Theorem iinvdif 4592

Description: The indexed intersection of a complement. (Contributed by Gérard Lang, 5-Aug-2018.)

Assertion

Ref	Expression
iinvdif	|- |^|_ x e. A ( _V \ B ) = ( _V \ U_ x e. A B )

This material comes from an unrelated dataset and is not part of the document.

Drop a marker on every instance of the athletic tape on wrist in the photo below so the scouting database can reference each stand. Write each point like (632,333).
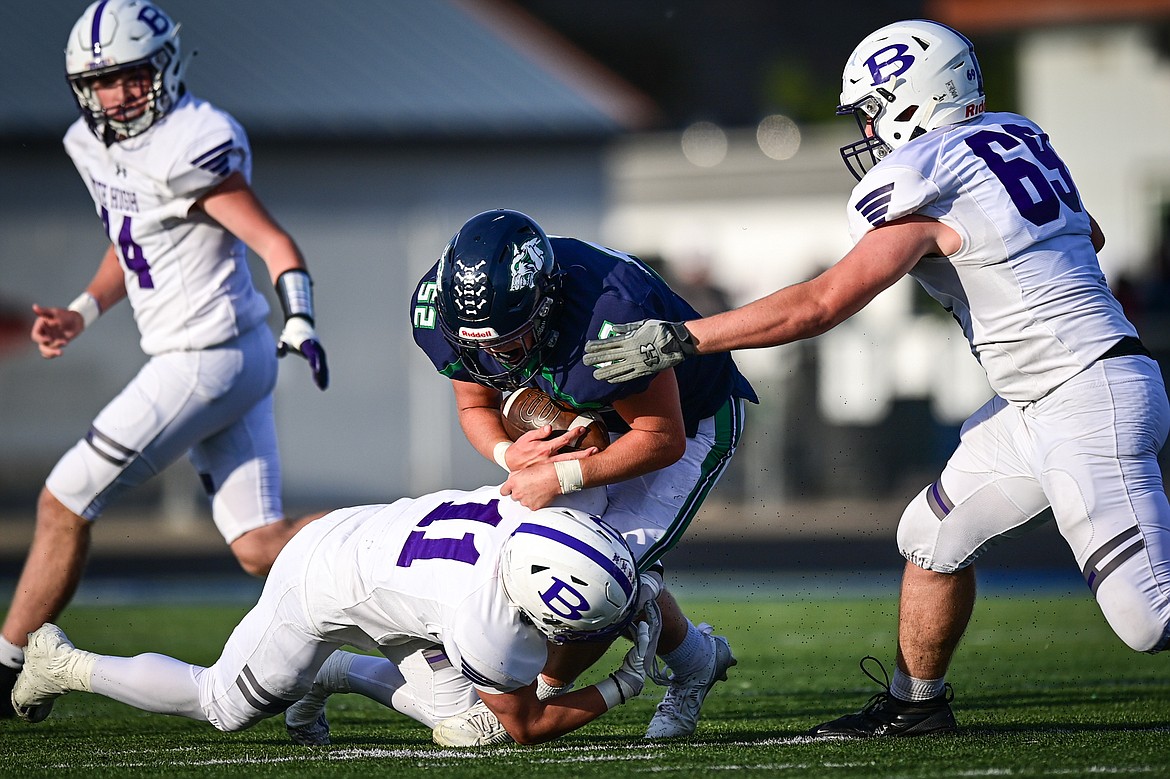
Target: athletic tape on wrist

Distinct variable group:   x, A

Allowed substitution hint:   B( x)

Proof of Theorem iinvdif

Step	Hyp	Ref	Expression
1		dif0 3950	. . . 4 |- ( _V \ (/) ) = _V
2		0iun 4577	. . . . 5 |- U_ x e. (/) B = (/)
3	2	difeq2i 3725	. . . 4 |- ( _V \ U_ x e. (/) B ) = ( _V \ (/) )
4		0iin 4578	. . . 4 |- |^|_ x e. (/) ( _V \ B ) = _V
5	1, 3, 4	3eqtr4ri 2655	. . 3 |- |^|_ x e. (/) ( _V \ B ) = ( _V \ U_ x e. (/) B )
6		iineq1 4535	. . 3 |- ( A = (/) -> |^|_ x e. A ( _V \ B ) = |^|_ x e. (/) ( _V \ B ) )
7		iuneq1 4534	. . . 4 |- ( A = (/) -> U_ x e. A B = U_ x e. (/) B )
8	7	difeq2d 3728	. . 3 |- ( A = (/) -> ( _V \ U_ x e. A B ) = ( _V \ U_ x e. (/) B ) )
9	5, 6, 8	3eqtr4a 2682	. 2 |- ( A = (/) -> |^|_ x e. A ( _V \ B ) = ( _V \ U_ x e. A B ) )
10		iindif2 4589	. 2 |- ( A =/= (/) -> |^|_ x e. A ( _V \ B ) = ( _V \ U_ x e. A B ) )
11	9, 10	pm2.61ine 2877	1 |- |^|_ x e. A ( _V \ B ) = ( _V \ U_ x e. A B )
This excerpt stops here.